Vizio Inc. filed two separate lawsuits today against LeEco, contending the Chinese conglomerate made false financial statements and claims in the run up to its proposed $2 billion acquisition, which ultimately collapsed in April.
The Irvine-based consumer electronics brand contends LeEco, its management team led by Chief Executive and founder Yueting “YT” Jia, and its finance arm, Global Holding, breached the sales contract, failed to negotiate in good faith and refused to pay Vizio the remaining $50 million in buyer termination fees, according to court documents filed in Santa Ana in Superior Court of the State of California-County of Orange and obtained by the Business Journal.
The lawsuit further contends that LeEco and its various corporate entities “concocted a secret plan” to leverage its publicly announced acquisition to gain or try to obtain access to Vizio’s large corporate customers and key decision makers.
“The lawsuits reflect serious allegations of false financial representations,” a Vizio spokesperson told the Business Journal.

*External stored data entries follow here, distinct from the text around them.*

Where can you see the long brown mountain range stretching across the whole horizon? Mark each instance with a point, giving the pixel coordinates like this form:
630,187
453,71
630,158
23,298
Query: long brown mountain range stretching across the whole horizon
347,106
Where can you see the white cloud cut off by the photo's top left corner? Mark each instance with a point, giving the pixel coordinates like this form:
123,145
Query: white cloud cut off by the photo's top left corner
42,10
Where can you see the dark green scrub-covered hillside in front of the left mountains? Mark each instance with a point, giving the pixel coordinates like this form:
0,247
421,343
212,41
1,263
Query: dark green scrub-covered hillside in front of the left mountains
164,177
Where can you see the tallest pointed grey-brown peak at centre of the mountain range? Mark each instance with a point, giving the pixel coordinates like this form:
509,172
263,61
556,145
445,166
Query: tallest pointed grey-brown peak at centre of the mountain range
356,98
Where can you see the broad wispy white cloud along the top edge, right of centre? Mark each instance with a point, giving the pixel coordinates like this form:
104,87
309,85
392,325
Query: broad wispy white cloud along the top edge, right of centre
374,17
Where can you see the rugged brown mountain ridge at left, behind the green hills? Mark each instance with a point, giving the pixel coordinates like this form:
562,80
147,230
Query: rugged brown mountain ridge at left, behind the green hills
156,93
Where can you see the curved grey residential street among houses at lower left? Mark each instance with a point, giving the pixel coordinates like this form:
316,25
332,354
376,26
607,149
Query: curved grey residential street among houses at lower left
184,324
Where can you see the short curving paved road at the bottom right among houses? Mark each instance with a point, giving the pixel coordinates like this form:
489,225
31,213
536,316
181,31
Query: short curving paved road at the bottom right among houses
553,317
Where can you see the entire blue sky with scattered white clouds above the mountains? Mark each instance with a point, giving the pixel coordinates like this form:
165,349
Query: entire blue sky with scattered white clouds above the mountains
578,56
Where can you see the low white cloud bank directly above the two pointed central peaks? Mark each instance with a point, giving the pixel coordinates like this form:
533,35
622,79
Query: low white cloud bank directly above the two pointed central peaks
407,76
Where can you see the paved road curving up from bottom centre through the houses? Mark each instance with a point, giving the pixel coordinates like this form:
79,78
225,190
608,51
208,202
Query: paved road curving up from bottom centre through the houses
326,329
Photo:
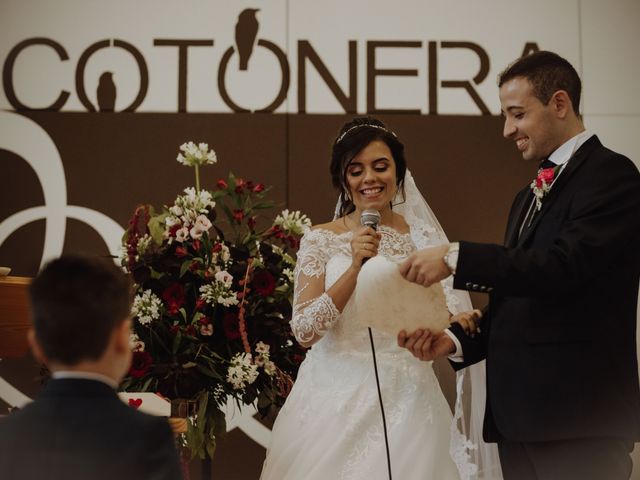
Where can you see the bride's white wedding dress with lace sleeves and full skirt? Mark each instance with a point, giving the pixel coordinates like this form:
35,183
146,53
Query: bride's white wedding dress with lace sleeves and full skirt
330,427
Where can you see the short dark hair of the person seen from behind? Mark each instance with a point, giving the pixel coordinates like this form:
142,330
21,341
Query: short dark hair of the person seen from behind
76,304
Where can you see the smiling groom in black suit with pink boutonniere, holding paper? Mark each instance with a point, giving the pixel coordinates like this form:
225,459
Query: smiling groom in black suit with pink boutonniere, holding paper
559,333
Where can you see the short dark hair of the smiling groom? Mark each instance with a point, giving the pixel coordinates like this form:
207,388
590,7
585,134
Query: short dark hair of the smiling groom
547,72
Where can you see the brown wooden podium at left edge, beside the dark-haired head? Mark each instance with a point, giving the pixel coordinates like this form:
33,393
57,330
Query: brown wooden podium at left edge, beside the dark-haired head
14,316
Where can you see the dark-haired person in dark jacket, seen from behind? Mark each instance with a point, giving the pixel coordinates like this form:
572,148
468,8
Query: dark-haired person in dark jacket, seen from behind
78,428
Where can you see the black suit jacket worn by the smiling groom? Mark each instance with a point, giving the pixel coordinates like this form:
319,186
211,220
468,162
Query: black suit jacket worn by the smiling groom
559,334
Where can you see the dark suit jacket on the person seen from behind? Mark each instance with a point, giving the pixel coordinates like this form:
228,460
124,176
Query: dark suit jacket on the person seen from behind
80,430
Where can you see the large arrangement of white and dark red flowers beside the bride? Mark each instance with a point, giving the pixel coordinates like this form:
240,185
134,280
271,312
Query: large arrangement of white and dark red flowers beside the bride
213,300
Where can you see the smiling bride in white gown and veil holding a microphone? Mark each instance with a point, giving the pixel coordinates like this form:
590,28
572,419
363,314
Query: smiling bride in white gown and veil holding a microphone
331,426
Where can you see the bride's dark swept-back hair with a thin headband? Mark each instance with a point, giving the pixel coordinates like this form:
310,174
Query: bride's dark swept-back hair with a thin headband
354,136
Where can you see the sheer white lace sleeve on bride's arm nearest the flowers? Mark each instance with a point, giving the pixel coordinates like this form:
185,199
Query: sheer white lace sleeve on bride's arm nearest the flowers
313,310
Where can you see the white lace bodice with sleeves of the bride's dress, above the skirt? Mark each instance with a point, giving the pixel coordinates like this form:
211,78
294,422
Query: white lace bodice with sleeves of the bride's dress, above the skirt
323,257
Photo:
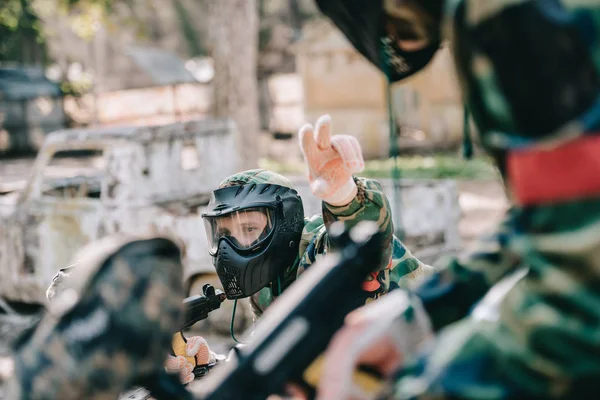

Vizio is seeking damages of $50 million, as well as litigation costs and other relief the court deems valid.
The lawsuit, which contends that LeEco knew it was in a cash crunch and failed to disclose that pertinent information during months of negotiations, essentially rebukes the official statements both LeEco and Vizio made when the sale was terminated.
The companies jointly cited “regulatory headwinds” on April 10 for the sale’s collapse.
The Business Journal for months had reported that the deal was in jeopardy stemming from LeEco’s ongoing financial woes.
“The deal is still in progress, subject to LeEco capabilities—we have fulfilled our obligation,” Vizio founder and Chief Executive William Wang told the Business Journal in late February. “If they can’t come up with the payment, we will decide what to do. It’s not something I’m worried about. I’m happy either way.”
LeEco and Vizio representatives projected the transaction, first announced about a year ago, would close by year-end 2016.
The LeEco purchase first raised concerns among analysts in November as chatter picked up that the company hit a cash crunch due to expanding product lines and markets.
LeEco’s Jia, in a letter to employees that was obtained by Bloomberg at the time, said, “We blindly sped ahead, and our cash demand ballooned. We got over-extended in our global strategy. At the same time, our capital and resources were in fact limited.”
The development came about a month after LeEco’s U.S. launch event in San Francisco, where the company spent more than two hours promoting its third-generation smartphone, an Android smart bike, an 85-inch smart TV, updated subscription services, a virtual reality headset and an autonomous electric vehicle.
The company has since laid of hundreds of workers and shuttered its U.S. operation.
Vizio’s other lawsuit filed today in Santa Ana in the U.S. District Court for the Central District of California seeks $60 million in damages, as well as punitive damages.
The latest development comes a week after a Shanghai court froze $182 million in assets tied to Jia, also LeEco’s chairman, for missing loan payments, according to published reports.
Vizio, which was co-founded by Wang in 2002, is the fifth largest private company based in OC, with an estimated $3.5 billion in 2016 sales. The vast majority of its revenue is generated from its suite of smart TVs.
LeEco did not immediately respond for comment.